Her misfortune started the day she first entered the big farmhouse and saw her father-in-law. She was in love with him, but she didn’t know it at the beginning. While she was waiting the ceremony of marriage, she only could see that she loved everything about that man: his strength, his loyalty, his love for the land and for his family.
She realized her feelings the moment the priest told the final words. She felt such sadness that the true surfaced like a deep sigh. She started then a strange period of her life: loving the father and running away from the son, her husband. However he had other ideas in mind for her. Being a strong young man, used to the roughness of country life, he waited far too long. That night he would have her, with or without her consent…

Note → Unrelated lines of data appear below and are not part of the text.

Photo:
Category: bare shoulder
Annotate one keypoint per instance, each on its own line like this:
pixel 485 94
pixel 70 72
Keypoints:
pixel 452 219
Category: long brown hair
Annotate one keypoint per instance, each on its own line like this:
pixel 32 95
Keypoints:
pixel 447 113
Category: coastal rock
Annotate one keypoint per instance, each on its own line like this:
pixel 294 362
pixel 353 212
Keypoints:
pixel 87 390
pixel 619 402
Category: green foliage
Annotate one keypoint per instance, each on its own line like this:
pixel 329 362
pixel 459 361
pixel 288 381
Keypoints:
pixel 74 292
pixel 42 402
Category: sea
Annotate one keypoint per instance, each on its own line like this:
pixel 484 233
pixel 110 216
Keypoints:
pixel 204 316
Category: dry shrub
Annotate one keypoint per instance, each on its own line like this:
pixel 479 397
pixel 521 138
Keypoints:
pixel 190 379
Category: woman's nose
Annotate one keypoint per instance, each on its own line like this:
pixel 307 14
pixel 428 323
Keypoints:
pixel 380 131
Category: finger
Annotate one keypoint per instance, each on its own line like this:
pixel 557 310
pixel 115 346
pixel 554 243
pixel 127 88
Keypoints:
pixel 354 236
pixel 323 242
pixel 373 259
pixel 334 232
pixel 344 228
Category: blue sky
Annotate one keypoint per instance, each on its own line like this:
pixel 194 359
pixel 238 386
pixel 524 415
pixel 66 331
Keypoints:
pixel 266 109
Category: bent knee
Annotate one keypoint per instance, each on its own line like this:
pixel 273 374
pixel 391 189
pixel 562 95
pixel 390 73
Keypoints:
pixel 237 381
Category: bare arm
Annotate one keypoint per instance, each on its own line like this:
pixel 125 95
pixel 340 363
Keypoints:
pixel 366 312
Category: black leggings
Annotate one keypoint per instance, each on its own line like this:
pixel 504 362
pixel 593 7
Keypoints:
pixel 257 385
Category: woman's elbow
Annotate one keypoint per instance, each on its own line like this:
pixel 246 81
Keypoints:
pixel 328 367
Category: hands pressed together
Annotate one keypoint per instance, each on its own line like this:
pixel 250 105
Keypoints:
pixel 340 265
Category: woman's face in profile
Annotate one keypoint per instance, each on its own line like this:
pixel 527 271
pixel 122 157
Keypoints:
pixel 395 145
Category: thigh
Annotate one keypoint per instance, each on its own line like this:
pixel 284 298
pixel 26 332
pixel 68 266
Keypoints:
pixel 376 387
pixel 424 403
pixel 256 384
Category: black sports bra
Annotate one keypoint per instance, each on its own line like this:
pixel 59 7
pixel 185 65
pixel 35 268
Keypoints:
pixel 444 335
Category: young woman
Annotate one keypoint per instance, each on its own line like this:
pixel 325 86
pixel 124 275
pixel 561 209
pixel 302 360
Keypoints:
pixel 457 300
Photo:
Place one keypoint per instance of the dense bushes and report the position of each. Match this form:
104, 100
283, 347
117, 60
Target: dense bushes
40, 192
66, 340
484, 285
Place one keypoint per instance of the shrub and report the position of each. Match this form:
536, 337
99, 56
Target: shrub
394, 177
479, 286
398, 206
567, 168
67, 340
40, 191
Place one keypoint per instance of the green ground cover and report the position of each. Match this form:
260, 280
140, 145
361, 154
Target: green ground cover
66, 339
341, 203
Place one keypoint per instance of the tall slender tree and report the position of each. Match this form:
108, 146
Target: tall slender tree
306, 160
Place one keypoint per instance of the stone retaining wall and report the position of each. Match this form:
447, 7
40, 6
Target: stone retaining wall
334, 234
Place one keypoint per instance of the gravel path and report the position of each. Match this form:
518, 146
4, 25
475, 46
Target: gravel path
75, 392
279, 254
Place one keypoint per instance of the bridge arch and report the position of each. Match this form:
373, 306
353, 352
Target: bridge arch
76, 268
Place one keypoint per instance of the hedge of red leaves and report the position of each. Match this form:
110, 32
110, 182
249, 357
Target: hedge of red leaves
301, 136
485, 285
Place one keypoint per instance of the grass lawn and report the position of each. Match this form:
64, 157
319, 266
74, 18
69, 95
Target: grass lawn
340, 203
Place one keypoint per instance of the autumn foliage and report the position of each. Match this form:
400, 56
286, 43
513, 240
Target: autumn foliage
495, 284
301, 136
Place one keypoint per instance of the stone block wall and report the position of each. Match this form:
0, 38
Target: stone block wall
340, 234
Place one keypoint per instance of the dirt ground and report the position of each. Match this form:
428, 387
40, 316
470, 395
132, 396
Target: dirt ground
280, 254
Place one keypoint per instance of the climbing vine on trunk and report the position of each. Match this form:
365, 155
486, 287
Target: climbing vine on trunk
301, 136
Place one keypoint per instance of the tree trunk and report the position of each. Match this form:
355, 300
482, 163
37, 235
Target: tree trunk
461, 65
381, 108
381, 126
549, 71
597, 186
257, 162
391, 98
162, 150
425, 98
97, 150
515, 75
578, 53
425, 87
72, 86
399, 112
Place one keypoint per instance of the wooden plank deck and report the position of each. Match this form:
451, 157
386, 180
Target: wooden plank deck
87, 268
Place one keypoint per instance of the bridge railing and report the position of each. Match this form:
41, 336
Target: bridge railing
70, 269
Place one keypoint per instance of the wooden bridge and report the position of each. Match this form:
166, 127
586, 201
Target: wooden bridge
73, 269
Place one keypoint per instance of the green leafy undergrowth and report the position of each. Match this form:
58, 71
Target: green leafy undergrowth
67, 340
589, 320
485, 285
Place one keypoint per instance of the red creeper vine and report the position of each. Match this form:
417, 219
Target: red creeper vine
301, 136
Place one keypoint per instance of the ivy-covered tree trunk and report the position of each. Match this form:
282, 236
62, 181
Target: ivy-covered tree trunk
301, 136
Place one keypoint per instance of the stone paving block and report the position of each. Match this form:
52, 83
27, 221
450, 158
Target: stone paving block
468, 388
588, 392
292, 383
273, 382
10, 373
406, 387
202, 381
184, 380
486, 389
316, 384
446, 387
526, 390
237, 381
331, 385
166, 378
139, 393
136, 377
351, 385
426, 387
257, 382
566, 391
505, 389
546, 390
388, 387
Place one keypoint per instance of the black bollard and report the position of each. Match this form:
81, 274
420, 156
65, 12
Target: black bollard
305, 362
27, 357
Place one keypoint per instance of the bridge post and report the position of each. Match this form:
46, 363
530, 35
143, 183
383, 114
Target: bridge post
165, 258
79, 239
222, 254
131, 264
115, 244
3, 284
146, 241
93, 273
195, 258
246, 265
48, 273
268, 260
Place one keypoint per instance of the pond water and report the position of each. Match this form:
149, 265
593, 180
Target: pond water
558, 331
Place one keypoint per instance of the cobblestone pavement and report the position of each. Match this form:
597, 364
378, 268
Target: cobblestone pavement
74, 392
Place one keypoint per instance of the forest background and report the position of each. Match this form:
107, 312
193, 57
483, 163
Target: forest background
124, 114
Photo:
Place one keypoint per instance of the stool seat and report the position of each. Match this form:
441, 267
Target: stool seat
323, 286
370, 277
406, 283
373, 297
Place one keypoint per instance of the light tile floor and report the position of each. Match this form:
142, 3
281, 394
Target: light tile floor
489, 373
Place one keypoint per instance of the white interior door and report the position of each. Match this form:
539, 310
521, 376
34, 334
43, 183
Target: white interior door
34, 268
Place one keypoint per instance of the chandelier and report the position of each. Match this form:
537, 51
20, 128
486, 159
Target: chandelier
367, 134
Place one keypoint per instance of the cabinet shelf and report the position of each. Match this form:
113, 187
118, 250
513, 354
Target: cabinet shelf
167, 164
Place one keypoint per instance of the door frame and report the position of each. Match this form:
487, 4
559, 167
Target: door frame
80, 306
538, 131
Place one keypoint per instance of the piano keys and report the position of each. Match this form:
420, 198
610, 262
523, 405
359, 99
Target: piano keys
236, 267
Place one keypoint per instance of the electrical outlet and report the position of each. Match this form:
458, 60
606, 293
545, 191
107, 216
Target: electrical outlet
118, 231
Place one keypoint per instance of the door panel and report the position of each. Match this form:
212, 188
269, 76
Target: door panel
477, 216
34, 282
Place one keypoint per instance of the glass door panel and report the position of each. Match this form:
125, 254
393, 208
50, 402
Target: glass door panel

My friend Lisa was at the hotel balcony writing the painful and difficult rape scene, still undecided about the girl’s fate (should the father-in-law save her from the agony or should it happen?), when she was interrupted by a male voice.
“What are you always writing?”
“A book”, she answered.
“How interesting! Can I read it?”
“I will think about”, she answered in a relaxed tone of voice.
The man asking to read the first pages of Lisa’s book was a middle age man she knew from the hotel where she and her family provisory stayed. He was married to a beautiful woman and they formed such a nice couple that everybody loved them, including Lisa’s parents. Due to all this, she didn’t felt very surprised with his familiarity when he just took the pages and told her promptly:
“You don’t have to think about. I will read it in a couple of days and I swear that I will give you my honest opinion. It is not the first time that an author asks me to read his book.”
The next days, my friend used to enter in the dinning room and ask the man about her book or his opinion. He always answered with a subterfuge.
One day, she was having lunch with her family when he approached their table and gave her the pages she had written, explaining that he would comment later. Very happy to have her book back, my friend asked permission to put it in the room she shared with one of her sisters.
She went quickly upstairs. As it was only a matter of leaving the pages on a table, she didn’t even close the door behind her. The moment she was putting down the pages, she was violently pushed to one of the beds. Lisa could perfectly see his face, because he wasn’t hiding it. She told me that she remembered her fiancé, and she fought like hell to escape from her aggressor. I think it was the first time she fought for something so hard.
The fact that she fought saved her from being raped, not because she was strong enough but because it gave her time, and time can be sometimes the most precious thing. In her case, the fight gave time for her sister to come up after her and arrive at a crucial moment.
“What the hell is happening here?”, she asked. “I suspected of something when I saw you leaving your table so shortly after my sister went up!”
Then happened a marvelous thing: Lisa’s sister gave two big slaps on his face and he left without a word. My friend had escaped from a terrible fate, but her relieve was only partial.
“Once again”, she emphasized, “I was experiencing the same fate of a character I had created!”
It was at this moment that she turned to me and asked almost pathetically:
“In my place, would you write again?”
I don’t remember what my answer was, but even today her question still deserves a reflection. If you were on her shoes, would you write again?